By starting at regular intervals, nobody should find themselves isolated from other runners.
Warming Up is important!
It has been noticed at handicaps (Summer and Winter) that most people stand around at the start instead of doing a warm up. Even in the heat wave of July, it is important to warm up.
It will increase the effectiveness of your run, help reduce the risk of injury and help recover from the stress placed on their body as a result of training.
You don't see the top athletes on TV standing around before a 5000 metres and you also don't see some of the top athletes at this club standing around before the start.
Indeed, many of the faster runners at this club are jogging around before they start their handicaps.
So it might be a good tip for everybody else, rather than shivering at the start waiting for the starter to let you start, to jog a few gentle laps round the carpark.
It would also be a good idea to go for a short gentle jog warm down after the race, possibly with a little stretching at the end.
From a coaching perspective this is an ideal opportunity to do a tempo run.
The aim is to do an effort of 20-30 minutes of 'comfortably hard' running in the middle of a longer run.
This can be done as a simple extension to the previous comments on warming up:
Aim to get there at least 10 minutes before the start and go for a jog of at least a mile or 10 minutes of easy jogging.
Keep jogging as you wait for the start.
At the 'go', pick up your pace to almost as fast as you'd run a 10k.
Faster runners should be closer to their 10-mile race pace.
At first this should feel pretty comfortable but after a mile or 2 you will be breathing hard and unable to hold a conversation.
You will be just on the edge of your comfort zone.
At the end of the 3 miles you'll probably feel like stopping, but if the world depended on it you could maintain your pace for another 3 mile lap.
Carry on jogging at the end for another 10 minutes - if you want to chat then jog around with your friends for a chat.
The above session provides a very good stimulus for raising your lactate threshold, ie your resistance to fatigue - possibly the most useful session you can do as a distance runner.
It also means you are running within yourself and saving your racing for when it matters at the weekend.
You are still participating in the competition by exercising your pace judgement.
Slower runners should estimate a time about half their current 10k time.
Faster runners should estimate a time slower than half their 10k time, eg a 39 min 10k runner should estimate around 20 mins for 5k.
If anyone is injured and cannot run, I would appreciate some help at the start / finish.
A few other points....
It is dark, it might be slippy under foot due to recent rain and/or cold temperature and there are unmanned roads to cross.
We don't want people taking unnecessary chances at dangerous places like road junctions in order to trim a few seconds off their time.
The objective is not to run as fast as you can, but one of time management.
The idea is to estimate a time before the start and then run at the required speed to achieve your estimate.
Ideally runners will run a little below their full speed for a normal 5K and be particularly careful i.e. slow down at corners and crossing roads.

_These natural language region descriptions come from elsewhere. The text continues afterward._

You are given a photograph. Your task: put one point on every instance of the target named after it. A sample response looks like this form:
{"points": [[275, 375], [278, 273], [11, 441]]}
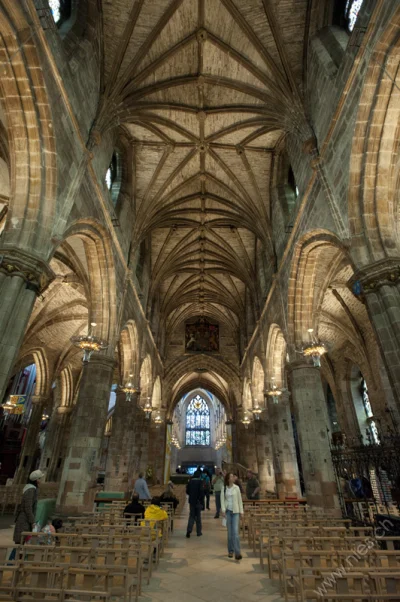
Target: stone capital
{"points": [[300, 364], [385, 272], [64, 410], [35, 271], [39, 400]]}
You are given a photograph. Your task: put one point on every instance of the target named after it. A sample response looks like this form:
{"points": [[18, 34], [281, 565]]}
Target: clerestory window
{"points": [[198, 422]]}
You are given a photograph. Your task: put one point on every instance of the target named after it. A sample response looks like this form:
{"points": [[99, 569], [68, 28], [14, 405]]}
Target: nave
{"points": [[199, 570]]}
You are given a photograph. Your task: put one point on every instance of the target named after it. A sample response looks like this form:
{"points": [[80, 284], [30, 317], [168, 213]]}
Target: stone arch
{"points": [[146, 378], [247, 401], [374, 169], [156, 400], [67, 387], [31, 140], [129, 350], [316, 257], [38, 357], [101, 270], [276, 355], [201, 363], [258, 382], [197, 383]]}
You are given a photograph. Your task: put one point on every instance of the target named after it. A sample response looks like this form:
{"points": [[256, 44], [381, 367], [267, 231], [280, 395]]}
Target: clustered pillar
{"points": [[311, 417], [31, 443], [381, 289], [22, 278], [119, 464], [285, 460], [56, 442], [79, 477]]}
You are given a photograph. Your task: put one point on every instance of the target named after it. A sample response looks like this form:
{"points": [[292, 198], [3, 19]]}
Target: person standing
{"points": [[135, 507], [25, 516], [252, 486], [141, 488], [195, 491], [232, 509], [218, 485], [207, 487]]}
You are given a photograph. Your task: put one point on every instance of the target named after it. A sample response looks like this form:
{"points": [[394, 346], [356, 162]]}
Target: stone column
{"points": [[380, 287], [57, 438], [285, 460], [79, 476], [22, 278], [122, 442], [31, 443], [264, 455], [156, 451], [140, 445], [311, 416]]}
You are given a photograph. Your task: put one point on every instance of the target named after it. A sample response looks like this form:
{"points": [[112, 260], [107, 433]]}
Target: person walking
{"points": [[232, 509], [218, 485], [141, 488], [207, 487], [252, 486], [135, 507], [195, 491], [25, 516]]}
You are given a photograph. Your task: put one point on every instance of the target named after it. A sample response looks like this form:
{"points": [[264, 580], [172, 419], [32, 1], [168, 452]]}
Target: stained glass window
{"points": [[55, 7], [197, 422], [352, 9], [368, 410]]}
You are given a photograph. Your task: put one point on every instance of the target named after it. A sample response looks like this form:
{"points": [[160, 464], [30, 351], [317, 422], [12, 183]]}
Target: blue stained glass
{"points": [[198, 422]]}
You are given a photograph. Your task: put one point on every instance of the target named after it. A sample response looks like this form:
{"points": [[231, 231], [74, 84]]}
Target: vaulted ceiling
{"points": [[205, 89]]}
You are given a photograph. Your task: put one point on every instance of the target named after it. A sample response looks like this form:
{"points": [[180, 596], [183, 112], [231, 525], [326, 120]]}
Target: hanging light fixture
{"points": [[274, 391], [158, 420], [147, 409], [246, 420], [130, 389], [256, 410], [89, 343], [315, 349]]}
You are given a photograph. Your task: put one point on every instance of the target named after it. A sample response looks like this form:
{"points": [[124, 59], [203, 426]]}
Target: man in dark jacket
{"points": [[134, 507], [195, 491]]}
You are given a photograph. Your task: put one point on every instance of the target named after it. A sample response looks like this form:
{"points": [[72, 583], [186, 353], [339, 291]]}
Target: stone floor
{"points": [[199, 570]]}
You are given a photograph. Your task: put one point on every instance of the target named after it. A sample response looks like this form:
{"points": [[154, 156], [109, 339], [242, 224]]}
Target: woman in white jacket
{"points": [[232, 508]]}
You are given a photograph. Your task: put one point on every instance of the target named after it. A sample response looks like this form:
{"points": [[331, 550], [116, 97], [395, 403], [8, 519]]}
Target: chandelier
{"points": [[158, 420], [246, 420], [89, 343], [147, 409], [175, 441], [315, 349], [130, 389], [256, 411], [220, 442], [274, 392]]}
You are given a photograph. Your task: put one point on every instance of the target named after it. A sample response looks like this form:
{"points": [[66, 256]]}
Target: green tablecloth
{"points": [[116, 495]]}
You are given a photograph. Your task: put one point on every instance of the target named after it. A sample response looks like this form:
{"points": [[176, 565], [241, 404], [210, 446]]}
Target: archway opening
{"points": [[200, 435]]}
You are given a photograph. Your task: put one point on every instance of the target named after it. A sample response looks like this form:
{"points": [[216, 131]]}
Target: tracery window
{"points": [[351, 12], [198, 422], [55, 7], [368, 410], [61, 10], [113, 177]]}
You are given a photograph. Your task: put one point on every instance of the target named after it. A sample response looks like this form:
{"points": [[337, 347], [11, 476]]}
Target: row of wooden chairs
{"points": [[318, 559], [97, 556]]}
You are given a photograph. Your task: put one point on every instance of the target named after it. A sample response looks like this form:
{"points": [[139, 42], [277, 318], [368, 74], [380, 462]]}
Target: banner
{"points": [[168, 447], [16, 404]]}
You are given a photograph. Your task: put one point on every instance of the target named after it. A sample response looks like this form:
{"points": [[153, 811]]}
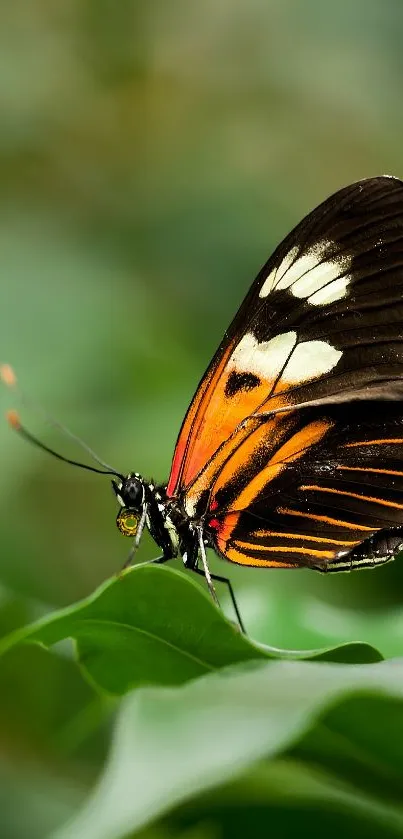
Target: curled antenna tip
{"points": [[13, 419], [7, 375]]}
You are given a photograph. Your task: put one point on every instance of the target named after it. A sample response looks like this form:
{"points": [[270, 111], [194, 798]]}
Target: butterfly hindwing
{"points": [[322, 321], [313, 504]]}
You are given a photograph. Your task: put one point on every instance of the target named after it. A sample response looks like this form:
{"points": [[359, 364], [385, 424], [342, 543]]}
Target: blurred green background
{"points": [[152, 155]]}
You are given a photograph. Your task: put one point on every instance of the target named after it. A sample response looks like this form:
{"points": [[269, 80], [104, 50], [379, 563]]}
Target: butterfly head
{"points": [[131, 495]]}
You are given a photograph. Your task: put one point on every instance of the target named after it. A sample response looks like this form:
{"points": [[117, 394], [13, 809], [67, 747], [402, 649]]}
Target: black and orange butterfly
{"points": [[291, 452]]}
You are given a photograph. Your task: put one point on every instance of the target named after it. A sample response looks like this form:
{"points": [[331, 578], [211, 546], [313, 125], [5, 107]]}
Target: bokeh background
{"points": [[152, 155]]}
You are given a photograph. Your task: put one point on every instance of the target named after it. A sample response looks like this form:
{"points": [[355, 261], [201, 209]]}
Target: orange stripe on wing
{"points": [[254, 562], [367, 469], [370, 498], [392, 440], [286, 453], [286, 549], [262, 534], [327, 519]]}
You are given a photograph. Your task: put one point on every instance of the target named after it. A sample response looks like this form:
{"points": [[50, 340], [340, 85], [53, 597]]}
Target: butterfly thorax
{"points": [[169, 526]]}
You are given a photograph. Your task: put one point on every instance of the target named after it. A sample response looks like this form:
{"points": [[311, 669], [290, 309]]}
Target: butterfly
{"points": [[291, 452]]}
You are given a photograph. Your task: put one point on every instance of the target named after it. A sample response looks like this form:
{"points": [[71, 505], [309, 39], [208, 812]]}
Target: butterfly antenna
{"points": [[8, 377]]}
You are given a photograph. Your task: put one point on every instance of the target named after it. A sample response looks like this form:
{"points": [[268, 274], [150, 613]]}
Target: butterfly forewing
{"points": [[322, 321]]}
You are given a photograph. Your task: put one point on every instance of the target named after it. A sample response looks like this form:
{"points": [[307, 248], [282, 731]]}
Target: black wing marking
{"points": [[323, 503], [323, 318]]}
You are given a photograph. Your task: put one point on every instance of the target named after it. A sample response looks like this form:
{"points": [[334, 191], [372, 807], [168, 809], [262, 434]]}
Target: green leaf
{"points": [[173, 744], [155, 625]]}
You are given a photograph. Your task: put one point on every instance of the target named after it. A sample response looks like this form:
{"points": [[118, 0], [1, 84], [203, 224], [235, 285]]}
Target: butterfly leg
{"points": [[217, 579], [206, 570], [137, 538], [209, 577]]}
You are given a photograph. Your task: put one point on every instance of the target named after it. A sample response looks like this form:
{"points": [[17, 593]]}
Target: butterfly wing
{"points": [[322, 321], [314, 492]]}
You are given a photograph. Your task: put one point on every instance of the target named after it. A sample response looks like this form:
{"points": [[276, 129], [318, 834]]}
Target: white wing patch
{"points": [[311, 276], [266, 359], [310, 360], [296, 363]]}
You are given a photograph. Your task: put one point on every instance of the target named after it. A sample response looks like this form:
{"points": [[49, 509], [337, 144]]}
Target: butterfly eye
{"points": [[127, 522]]}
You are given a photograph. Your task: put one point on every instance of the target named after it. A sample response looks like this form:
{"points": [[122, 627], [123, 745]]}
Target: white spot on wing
{"points": [[277, 273], [311, 276], [310, 360], [266, 359]]}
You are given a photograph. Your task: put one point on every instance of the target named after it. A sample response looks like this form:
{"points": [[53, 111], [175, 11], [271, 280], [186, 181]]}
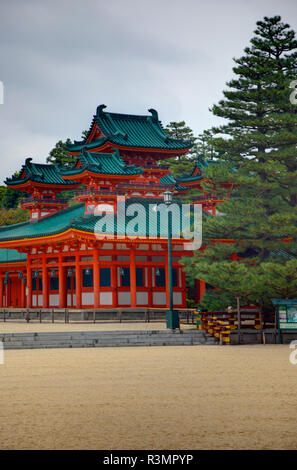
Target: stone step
{"points": [[105, 339]]}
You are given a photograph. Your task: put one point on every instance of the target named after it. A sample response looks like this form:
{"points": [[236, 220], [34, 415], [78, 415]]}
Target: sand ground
{"points": [[193, 397], [21, 326]]}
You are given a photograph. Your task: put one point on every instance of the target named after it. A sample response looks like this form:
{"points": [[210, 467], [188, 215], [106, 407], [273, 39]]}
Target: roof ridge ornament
{"points": [[99, 110], [154, 114]]}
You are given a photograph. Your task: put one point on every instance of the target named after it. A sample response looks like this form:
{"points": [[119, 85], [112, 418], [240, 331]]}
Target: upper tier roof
{"points": [[102, 164], [38, 173], [129, 130], [74, 218]]}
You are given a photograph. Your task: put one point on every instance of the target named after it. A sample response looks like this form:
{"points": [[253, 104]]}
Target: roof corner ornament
{"points": [[154, 114], [99, 111], [116, 152]]}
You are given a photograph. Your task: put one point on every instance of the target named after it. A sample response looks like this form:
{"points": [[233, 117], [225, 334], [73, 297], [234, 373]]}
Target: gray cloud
{"points": [[60, 59]]}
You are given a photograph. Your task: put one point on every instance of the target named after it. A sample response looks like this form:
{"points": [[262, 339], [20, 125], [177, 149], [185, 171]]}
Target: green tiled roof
{"points": [[170, 179], [92, 224], [130, 131], [50, 225], [39, 173], [10, 256], [74, 217], [101, 163]]}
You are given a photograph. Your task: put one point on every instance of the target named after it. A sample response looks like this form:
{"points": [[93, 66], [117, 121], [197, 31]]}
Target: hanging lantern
{"points": [[167, 195], [69, 272]]}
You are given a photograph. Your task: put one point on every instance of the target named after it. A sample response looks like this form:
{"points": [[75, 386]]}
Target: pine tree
{"points": [[59, 155], [182, 164], [258, 156]]}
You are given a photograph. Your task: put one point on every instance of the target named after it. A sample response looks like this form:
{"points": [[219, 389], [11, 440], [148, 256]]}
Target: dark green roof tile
{"points": [[130, 131], [101, 163], [39, 173]]}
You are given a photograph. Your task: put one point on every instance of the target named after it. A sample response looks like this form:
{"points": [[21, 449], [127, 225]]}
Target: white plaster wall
{"points": [[54, 300], [141, 298], [124, 298], [105, 298], [87, 298], [159, 298], [177, 298]]}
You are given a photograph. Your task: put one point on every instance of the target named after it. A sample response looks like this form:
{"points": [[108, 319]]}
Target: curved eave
{"points": [[73, 232], [85, 173], [30, 183], [108, 143], [13, 263]]}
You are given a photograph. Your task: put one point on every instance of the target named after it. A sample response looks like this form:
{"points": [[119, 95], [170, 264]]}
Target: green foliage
{"points": [[258, 157], [60, 156], [13, 216], [10, 198], [183, 164]]}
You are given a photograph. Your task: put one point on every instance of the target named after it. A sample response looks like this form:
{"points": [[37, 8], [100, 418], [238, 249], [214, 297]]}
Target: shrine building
{"points": [[58, 258]]}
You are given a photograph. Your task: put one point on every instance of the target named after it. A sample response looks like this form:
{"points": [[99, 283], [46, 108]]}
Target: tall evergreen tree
{"points": [[258, 156], [59, 155], [183, 164]]}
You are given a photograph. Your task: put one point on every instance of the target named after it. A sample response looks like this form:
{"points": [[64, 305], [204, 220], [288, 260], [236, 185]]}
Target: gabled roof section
{"points": [[74, 218], [38, 173], [47, 226], [129, 130], [102, 164], [170, 179], [12, 256]]}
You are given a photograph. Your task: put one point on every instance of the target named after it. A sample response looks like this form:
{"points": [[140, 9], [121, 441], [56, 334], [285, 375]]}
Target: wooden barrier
{"points": [[220, 324]]}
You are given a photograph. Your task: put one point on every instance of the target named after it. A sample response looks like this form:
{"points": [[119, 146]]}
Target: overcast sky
{"points": [[60, 59]]}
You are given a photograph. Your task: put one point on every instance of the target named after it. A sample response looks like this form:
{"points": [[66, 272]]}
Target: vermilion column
{"points": [[1, 291], [29, 282], [149, 285], [77, 282], [184, 293], [114, 283], [167, 281], [44, 283], [200, 289], [96, 277], [62, 289], [132, 278], [23, 293]]}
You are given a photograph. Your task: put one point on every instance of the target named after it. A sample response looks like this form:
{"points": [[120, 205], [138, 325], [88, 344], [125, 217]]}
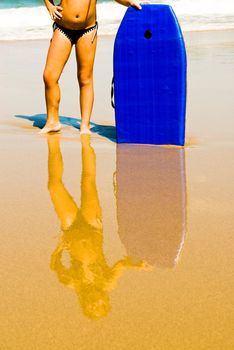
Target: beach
{"points": [[162, 243]]}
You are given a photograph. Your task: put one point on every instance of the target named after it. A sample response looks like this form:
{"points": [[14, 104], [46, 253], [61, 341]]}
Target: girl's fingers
{"points": [[57, 14]]}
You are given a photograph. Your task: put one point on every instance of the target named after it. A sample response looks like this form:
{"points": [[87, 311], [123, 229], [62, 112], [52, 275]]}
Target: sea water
{"points": [[29, 19]]}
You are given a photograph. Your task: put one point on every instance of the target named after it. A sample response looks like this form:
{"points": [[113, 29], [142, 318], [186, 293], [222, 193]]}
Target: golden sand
{"points": [[107, 246]]}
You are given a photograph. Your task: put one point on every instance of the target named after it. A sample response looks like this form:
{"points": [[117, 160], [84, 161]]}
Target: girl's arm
{"points": [[54, 11]]}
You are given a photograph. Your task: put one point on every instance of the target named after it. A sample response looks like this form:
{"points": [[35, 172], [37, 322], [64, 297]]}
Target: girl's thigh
{"points": [[58, 54], [85, 55]]}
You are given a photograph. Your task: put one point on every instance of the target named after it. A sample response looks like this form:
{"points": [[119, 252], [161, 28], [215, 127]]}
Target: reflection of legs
{"points": [[90, 206], [58, 54], [85, 55], [64, 204]]}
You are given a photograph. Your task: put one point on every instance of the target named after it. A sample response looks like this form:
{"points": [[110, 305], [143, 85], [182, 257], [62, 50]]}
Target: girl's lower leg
{"points": [[86, 105]]}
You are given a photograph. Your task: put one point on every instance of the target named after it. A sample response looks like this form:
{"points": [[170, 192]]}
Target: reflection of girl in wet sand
{"points": [[82, 235]]}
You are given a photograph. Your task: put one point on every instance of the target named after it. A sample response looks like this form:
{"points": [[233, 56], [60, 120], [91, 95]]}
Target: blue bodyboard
{"points": [[150, 77]]}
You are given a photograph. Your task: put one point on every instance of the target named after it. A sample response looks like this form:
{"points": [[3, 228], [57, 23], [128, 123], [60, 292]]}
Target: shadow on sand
{"points": [[39, 120]]}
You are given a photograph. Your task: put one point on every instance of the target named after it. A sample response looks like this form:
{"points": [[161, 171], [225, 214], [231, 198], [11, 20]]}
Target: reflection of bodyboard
{"points": [[150, 77], [151, 202]]}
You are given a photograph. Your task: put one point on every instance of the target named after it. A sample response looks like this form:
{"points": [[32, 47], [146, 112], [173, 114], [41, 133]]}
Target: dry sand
{"points": [[147, 263]]}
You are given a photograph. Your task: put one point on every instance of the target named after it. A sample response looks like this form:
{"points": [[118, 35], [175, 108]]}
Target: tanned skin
{"points": [[72, 14]]}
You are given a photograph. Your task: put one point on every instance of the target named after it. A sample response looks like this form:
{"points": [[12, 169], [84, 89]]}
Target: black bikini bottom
{"points": [[75, 34]]}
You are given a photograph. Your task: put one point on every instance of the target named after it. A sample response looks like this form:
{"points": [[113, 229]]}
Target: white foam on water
{"points": [[35, 23]]}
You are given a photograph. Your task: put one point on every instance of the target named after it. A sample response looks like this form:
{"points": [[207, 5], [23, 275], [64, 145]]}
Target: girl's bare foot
{"points": [[50, 127]]}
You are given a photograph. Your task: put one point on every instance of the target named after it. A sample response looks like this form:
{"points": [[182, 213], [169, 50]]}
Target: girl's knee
{"points": [[85, 79], [49, 78]]}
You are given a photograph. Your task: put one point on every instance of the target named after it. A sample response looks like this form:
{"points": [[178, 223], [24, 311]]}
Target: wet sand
{"points": [[116, 247]]}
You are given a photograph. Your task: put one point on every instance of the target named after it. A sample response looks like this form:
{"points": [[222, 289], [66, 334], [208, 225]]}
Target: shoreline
{"points": [[111, 35]]}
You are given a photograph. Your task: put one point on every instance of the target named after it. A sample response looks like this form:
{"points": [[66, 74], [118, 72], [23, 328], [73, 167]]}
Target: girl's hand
{"points": [[55, 12]]}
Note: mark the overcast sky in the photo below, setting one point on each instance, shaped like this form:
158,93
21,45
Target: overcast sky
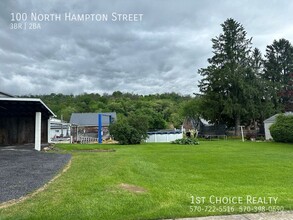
159,52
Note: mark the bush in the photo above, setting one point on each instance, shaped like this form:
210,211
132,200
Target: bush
186,141
282,129
131,130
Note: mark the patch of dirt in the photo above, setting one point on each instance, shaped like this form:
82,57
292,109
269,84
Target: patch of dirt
96,150
23,198
132,188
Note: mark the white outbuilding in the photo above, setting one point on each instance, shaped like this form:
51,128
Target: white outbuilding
268,122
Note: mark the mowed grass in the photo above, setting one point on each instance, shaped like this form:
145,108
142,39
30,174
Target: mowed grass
169,174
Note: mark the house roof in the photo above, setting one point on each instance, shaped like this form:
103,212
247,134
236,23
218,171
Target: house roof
10,106
91,119
273,118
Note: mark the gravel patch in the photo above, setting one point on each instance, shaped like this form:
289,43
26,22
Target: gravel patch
22,170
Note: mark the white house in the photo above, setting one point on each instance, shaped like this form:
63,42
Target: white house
268,122
59,130
164,136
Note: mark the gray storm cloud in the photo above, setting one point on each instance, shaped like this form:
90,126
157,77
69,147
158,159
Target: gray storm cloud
160,53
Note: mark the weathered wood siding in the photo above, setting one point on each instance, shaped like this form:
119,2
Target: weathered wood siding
20,130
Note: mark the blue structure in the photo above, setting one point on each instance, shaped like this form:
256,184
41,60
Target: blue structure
100,126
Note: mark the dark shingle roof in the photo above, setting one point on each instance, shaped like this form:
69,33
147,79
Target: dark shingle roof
91,119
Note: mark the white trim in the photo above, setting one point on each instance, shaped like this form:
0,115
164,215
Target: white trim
38,131
28,100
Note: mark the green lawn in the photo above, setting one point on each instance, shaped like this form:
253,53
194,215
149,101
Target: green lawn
170,175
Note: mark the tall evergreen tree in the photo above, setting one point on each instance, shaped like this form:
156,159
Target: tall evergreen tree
225,82
278,68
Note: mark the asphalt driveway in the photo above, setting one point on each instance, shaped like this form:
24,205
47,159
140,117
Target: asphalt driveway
23,170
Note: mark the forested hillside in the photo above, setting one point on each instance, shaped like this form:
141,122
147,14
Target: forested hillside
163,110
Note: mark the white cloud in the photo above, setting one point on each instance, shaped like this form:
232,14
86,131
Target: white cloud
160,54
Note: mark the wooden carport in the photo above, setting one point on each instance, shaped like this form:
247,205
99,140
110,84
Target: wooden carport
23,121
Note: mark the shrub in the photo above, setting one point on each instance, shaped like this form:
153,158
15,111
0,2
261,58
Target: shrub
131,130
186,141
282,129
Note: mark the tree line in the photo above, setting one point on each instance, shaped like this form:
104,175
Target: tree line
240,86
161,110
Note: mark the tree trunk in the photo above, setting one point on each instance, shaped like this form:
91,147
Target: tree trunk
237,125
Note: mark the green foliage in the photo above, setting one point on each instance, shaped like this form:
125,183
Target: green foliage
91,188
278,68
186,141
228,77
282,129
162,110
130,130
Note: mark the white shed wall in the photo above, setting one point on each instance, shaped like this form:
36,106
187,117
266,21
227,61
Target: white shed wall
163,137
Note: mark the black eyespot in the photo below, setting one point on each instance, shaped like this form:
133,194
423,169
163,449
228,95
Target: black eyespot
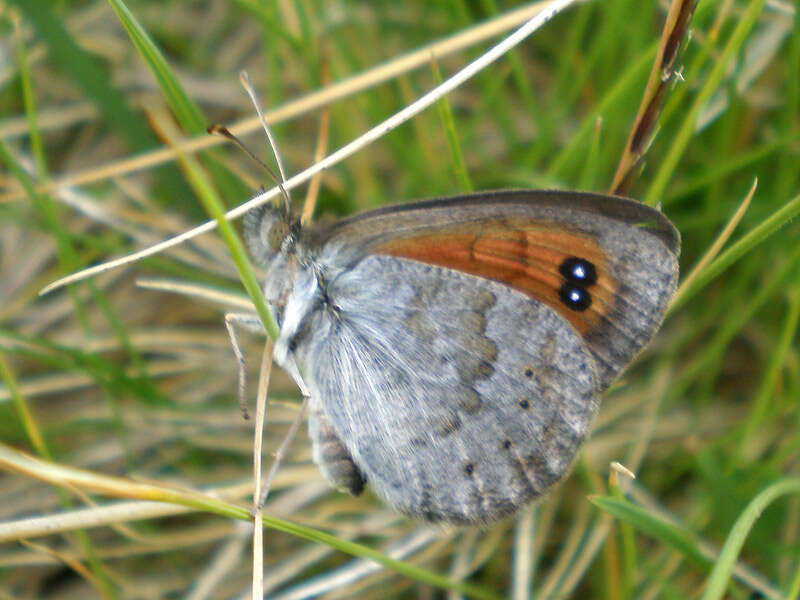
575,297
578,271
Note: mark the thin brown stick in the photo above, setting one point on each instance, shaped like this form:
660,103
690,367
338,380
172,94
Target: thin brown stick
675,27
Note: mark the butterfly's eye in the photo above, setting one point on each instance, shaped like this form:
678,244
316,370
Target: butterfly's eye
578,271
575,297
277,233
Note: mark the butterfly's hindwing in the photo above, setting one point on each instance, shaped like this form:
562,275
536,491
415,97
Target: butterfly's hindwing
458,399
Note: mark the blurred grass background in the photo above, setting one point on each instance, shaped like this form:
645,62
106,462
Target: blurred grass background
120,380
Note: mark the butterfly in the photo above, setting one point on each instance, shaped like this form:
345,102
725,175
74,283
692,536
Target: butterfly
454,350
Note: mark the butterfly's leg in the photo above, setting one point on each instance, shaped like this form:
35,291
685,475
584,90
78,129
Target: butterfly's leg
251,322
330,454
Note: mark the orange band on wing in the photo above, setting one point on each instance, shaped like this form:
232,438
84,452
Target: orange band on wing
524,257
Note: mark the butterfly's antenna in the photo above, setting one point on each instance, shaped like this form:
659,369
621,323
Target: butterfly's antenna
248,87
226,133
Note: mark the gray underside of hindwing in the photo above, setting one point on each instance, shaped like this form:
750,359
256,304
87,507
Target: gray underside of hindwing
456,397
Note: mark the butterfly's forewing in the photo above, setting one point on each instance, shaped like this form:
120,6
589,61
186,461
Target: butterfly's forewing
608,265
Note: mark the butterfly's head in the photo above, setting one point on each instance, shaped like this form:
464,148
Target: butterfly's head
270,231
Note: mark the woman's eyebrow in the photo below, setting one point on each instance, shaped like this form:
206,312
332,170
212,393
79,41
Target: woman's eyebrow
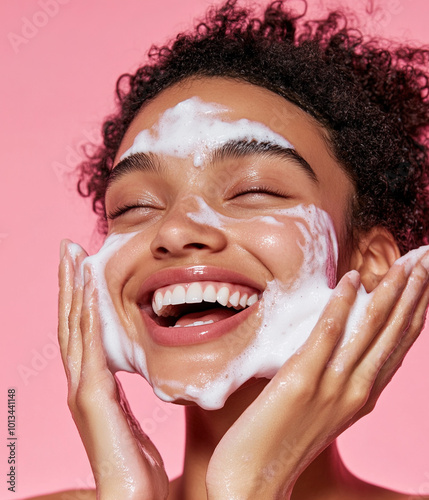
149,162
137,162
241,148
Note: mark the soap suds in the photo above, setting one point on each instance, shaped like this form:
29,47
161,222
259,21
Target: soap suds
121,352
195,128
287,312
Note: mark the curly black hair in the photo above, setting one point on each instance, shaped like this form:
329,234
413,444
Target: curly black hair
371,98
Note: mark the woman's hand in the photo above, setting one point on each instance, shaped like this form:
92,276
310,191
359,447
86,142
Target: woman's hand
125,463
323,389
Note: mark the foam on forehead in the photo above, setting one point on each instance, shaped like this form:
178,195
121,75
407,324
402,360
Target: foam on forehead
194,127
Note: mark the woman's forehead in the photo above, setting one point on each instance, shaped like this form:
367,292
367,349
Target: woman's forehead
227,100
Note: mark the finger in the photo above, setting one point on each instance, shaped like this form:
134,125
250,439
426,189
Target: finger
370,320
397,356
74,348
402,316
94,364
325,336
65,278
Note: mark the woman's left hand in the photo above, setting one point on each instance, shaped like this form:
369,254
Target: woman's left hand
323,389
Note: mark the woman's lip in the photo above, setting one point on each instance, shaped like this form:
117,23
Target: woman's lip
175,275
191,335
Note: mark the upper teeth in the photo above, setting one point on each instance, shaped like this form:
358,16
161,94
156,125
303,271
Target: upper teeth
197,292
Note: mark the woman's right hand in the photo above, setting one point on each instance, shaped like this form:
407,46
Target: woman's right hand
124,461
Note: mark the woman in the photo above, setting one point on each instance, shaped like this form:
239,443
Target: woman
251,163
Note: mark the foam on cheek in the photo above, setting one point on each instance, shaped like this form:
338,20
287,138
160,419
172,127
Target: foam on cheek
195,128
121,353
288,312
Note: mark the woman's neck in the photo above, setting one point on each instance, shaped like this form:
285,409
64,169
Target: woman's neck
204,430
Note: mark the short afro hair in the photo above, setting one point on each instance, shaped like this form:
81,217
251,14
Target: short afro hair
371,98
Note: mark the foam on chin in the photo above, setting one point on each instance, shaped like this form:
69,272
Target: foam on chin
287,313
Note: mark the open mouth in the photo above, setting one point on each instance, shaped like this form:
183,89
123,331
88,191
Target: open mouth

On the other hand, we don't want to see people proving they can accurately estimate their time to do little more than walk round the course.
3. Course Measurement
You may (or may not) have noticed that some entry forms for races have a triangle with a wheel in the middle and the words 'certified accurate' underneath e.g. Hayling Billy 5 and Chichester 10K.
This means that the course has been measured by a properly qualified course measurer and is at least as far as is claimed.
The course must be at least as far as is claimed in order to qualify for records.
One centimetre too short and you can't claim a record.
The course we use on Tuesday has been measured with GPS's, measuring wheels and bicycles by various VAC members, but they don't qualify as accurate for records purposes.
Hope to See you on Thursdays....
Please wear something bright and reflective.